The DNS servers themselves are also an important source of information, since they can provide us with new IPs, for example, from mail servers that may be vulnerable. It is easy to find posts that explain how to obtain information from the different associated records.
Dnsrecon also allows us to detect other services using the ranges detected in RIPE, running: dnsrecon -r -t rvl
For example, using one of the IPs of the principle, 188.8.131.52, I include a wider range:
dnsrecon -r 184.108.40.206-220.127.116.11 -t rvl
And I locate new services:
What can we add to our list of IPs. Thus, we can run dnsrecon with different segments of IPs that we locate in the analysis to increase our list of IPs of the company.
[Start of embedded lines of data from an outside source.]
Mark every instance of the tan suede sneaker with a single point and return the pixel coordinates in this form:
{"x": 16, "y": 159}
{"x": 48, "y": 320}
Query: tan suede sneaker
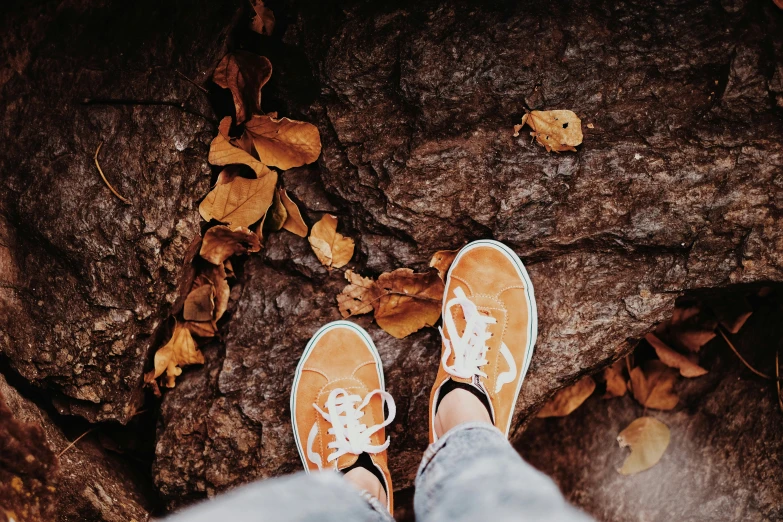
{"x": 337, "y": 402}
{"x": 490, "y": 324}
A next step may be to try to detect subdomains. There are several ways to detect subdomains, and you can also find a lot of documentation about it. A very useful one is Sublist3r, a Python script (https://github.com/aboul3la/Sublist3r) that makes queries to different public sites such as Google, DNSDumpster, VirusTotal, Netcraft … to locate subdomains, saving us the manual work of going to these different websites to locate subdomains.
For example, we could launch:
python sublist3r.py -d ford.com
python sublist3r.py -d ford.es
To locate subdomains registered in this tool of those domains. The recommended in a complete intrusion test would be to do that with each and every one of the domains located at the beginning, and add the different IPs to our list iteratively.
The list of subdomains we found is very extensive; for example, from ford.es we obtain 35 subdomains that are added to our list, also giving us options to continue finding new ranges of IPs and other servers associated with dnsrecon, etc.:
This same search on ford.com gives us 637 new subdomains!… among which it is easy to detect endpoints of VPN connections, web servers outside https://www.ford.com/, email servers, authentication services…
Another additional way to find subdomains is to use brute force, for example with the Kali Fierce tool (use a default word dictionary but we can add custom dictionaries):
fierce -dns ford.es
fierce -dns ford.com
Although the first one only locates a www1.ford.es server, on ford.com there are many subdomains from which to bring new IPs to our list, in addition to recognizable IPs within the ranges we have been seeing.
There are other tools such as Aquatone, Spiderfoot … with which we can iterate to locate the different IPs of the company.
I recommend that you do this process with your own company, and it will surprise you (at least it did to me) to find things that you didn’t even know or remember were there. Well, think that once we have the IPs, with more or less automatic tools it is easy to first find the ports that we have on those IPs and, for example, the vulnerabilities associated with the exposed services. Never trust “no one will find this subdomain” or “who will know that we have left this port open”. A machine can find all that in seconds, and there are bot armies dedicated to it.
We will continue with this topic in other posts!